Gli operai bocciano il piano aziendale per "ammorbidire" i 97 licenziamenti

Una tra le tante proteste degli ultimi mesi

Una tra le tante proteste degli ultimi mesi

Carugate (Milano), 19 luglio 2017 - Fumata nera in assemblea, gli operai della Ceme bocciano il pacchetto di misure proposto dall’azienda per ammorbidire gli effetti del licenziamento dei 97 dipendenti e la chiusura della fabbrica. Non convincono quelle 30 assunzioni promesse dai terzisti lombardi che erediteranno le commesse del colosso delle elettrovalvole di Carugate, i 15 trasferimenti in autunno nella sede di Trivolzio, nel Pavese, e l’outplacement, per il resto, cioè percorsi di ricollocamento pagati dalla proprietà. E’ la somma che fa il totale, avrebbe detto Totò e per i sindacati, «i conti non tornano».

«Qui siamo a 45 posizioni più o meno definite – spiega Andrea Ricci (Fim Cisl) – all’appello manca più della metà del personale». «Servono più garanzie», aggiunge dopo l’incontro con le maestranze. «Il percorso di riqualificazione non dà affatto la garanzia del posto», spiegano gli interessati. Parole che raccontano quanto sia lontano l’accordo, nonostante l’auspicio dei manager di «trovare presto la soluzione».

Il 24 le parti  incontrano al ministero dello Sviluppo Economico. Fim e Fiom ripeteranno la loro proposta: ritiro dei licenziamenti e ricorso agli ammortizzatori sociali. «Siamo disposti a rivedere gli orari di lavoro al ribasso, con annessi e connessi del caso». Ma Ceme ribadisce fuori dalle stanze della trattativa che «ha la necessità di riorganizzare e di esternalizzare l’attività per mantenere le quote di mercato». «Una minestra riscaldata» per gli operai che ricordano che «il marchio non è in crisi». I tagli annunciati a inizio giugno, arrivano a 11 mesi dall’ultima riorganizzazione che aveva visto 90 dipendenti del sito cittadino (molti dei quali in arrivo da Brugherio, chiusa l’anno scorso) costretti a sobbarcarsi ogni giorno 120 chilometri di pullman per timbrare il cartellino, anche se nello stabilimento della Bassa. È qui, oltreché a Tarquinia, nel Lazio, che l’industria metalmeccanica ha concentrato il grosso della manodopera: 500 addetti.

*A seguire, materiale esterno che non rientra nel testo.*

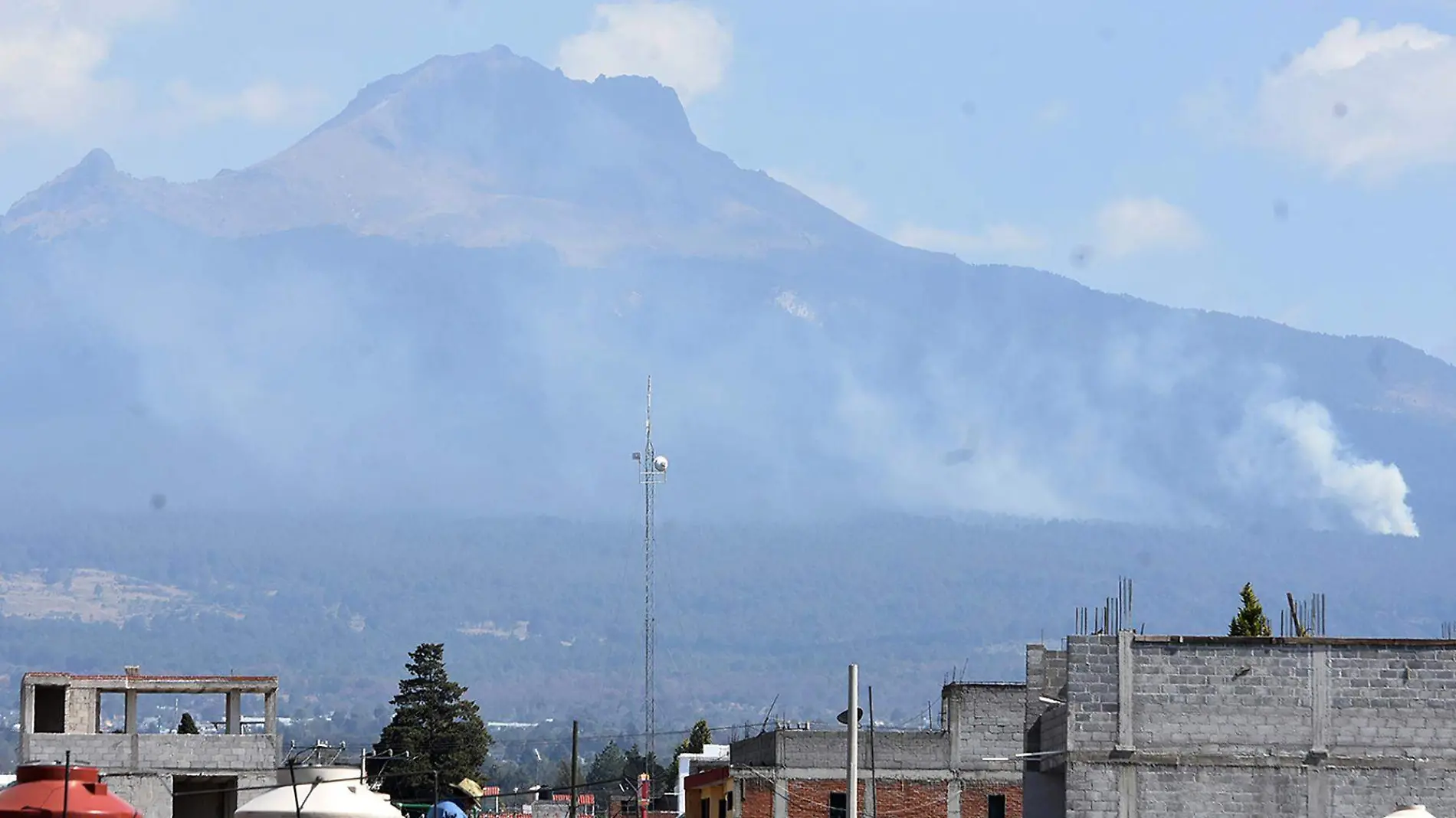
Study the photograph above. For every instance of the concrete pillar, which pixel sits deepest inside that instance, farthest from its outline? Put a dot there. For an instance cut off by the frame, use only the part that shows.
(781, 798)
(131, 711)
(954, 715)
(1127, 792)
(234, 712)
(271, 712)
(1124, 692)
(27, 719)
(1320, 699)
(27, 708)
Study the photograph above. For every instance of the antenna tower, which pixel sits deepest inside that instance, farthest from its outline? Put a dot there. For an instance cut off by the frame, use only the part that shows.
(653, 472)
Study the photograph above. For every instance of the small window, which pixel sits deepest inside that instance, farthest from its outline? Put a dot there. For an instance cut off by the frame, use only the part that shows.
(50, 708)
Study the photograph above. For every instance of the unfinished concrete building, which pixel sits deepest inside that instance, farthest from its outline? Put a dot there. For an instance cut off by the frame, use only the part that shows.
(162, 774)
(961, 771)
(1218, 727)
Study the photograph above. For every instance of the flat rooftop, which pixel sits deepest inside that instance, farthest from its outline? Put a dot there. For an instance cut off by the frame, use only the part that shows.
(140, 683)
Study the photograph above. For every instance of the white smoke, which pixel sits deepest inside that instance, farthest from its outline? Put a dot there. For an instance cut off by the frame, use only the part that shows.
(1292, 450)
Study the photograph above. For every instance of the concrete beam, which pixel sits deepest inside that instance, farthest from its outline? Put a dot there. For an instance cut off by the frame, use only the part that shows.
(181, 685)
(1153, 759)
(990, 772)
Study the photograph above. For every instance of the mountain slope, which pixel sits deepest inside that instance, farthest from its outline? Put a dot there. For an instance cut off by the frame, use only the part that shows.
(448, 299)
(480, 150)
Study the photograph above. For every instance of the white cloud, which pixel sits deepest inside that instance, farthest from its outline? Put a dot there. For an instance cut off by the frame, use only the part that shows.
(1373, 100)
(791, 303)
(1145, 224)
(680, 44)
(53, 60)
(1290, 452)
(51, 53)
(836, 197)
(995, 240)
(261, 102)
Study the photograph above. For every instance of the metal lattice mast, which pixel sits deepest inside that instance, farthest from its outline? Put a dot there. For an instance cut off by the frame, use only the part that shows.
(654, 470)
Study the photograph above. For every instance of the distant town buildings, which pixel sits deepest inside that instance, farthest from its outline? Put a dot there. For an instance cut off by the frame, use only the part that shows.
(961, 771)
(1114, 725)
(162, 774)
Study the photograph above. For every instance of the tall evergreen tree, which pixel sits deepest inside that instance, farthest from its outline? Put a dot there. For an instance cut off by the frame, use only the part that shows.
(1250, 620)
(189, 725)
(697, 740)
(608, 764)
(436, 725)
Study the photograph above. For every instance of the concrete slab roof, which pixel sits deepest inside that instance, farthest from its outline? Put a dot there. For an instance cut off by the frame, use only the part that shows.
(121, 683)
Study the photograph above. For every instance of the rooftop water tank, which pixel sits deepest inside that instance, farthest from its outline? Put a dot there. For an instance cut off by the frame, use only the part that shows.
(320, 792)
(40, 790)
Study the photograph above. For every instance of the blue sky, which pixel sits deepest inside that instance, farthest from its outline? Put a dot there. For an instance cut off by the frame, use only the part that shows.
(1292, 160)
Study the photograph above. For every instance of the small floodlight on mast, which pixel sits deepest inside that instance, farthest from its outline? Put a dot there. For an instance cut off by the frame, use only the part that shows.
(653, 472)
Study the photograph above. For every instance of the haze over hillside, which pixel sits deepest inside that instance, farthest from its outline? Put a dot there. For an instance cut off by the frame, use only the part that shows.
(448, 299)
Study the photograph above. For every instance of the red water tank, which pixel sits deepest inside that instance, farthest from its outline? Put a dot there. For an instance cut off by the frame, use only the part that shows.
(40, 790)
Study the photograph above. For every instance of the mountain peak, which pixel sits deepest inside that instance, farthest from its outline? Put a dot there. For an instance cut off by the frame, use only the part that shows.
(484, 149)
(84, 191)
(469, 100)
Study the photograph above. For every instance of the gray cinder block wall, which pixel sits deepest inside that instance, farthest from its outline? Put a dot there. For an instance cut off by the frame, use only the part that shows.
(1219, 727)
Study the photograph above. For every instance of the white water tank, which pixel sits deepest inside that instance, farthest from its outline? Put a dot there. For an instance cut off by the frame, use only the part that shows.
(320, 792)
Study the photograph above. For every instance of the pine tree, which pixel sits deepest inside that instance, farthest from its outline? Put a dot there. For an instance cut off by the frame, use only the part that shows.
(608, 764)
(1250, 620)
(187, 725)
(436, 725)
(699, 737)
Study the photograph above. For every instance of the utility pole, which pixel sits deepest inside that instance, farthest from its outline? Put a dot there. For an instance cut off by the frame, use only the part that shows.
(653, 472)
(571, 810)
(852, 792)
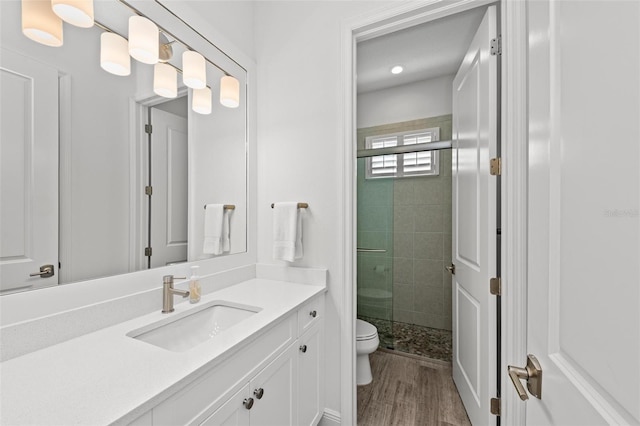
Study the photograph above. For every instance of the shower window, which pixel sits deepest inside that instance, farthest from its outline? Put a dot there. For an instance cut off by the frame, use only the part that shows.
(424, 163)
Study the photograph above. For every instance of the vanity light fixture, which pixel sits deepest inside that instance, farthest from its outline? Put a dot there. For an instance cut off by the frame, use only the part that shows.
(194, 71)
(165, 80)
(114, 54)
(229, 91)
(75, 12)
(144, 44)
(201, 102)
(40, 24)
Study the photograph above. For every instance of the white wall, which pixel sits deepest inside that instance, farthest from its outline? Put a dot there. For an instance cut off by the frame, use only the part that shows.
(300, 139)
(422, 99)
(99, 150)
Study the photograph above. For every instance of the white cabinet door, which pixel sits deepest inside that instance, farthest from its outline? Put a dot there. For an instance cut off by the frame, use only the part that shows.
(274, 391)
(310, 379)
(234, 412)
(474, 224)
(28, 171)
(584, 228)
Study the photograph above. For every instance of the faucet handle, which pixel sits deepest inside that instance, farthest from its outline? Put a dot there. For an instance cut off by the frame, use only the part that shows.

L’azienda spedisce più dell’85 per cento della propria produzione in 60 Paesi all’estero; i container dei suoi prodotti seguono tre direttrici: Europa, Asia e Nord America. Per le tute blu, invece, è partito il conto alla rovescia che li priverà dello stipendio. A meno di trovare l’accordo. Per arrivarci c’è tempo fino al 20 agosto. Ora, la palla passa a Roma.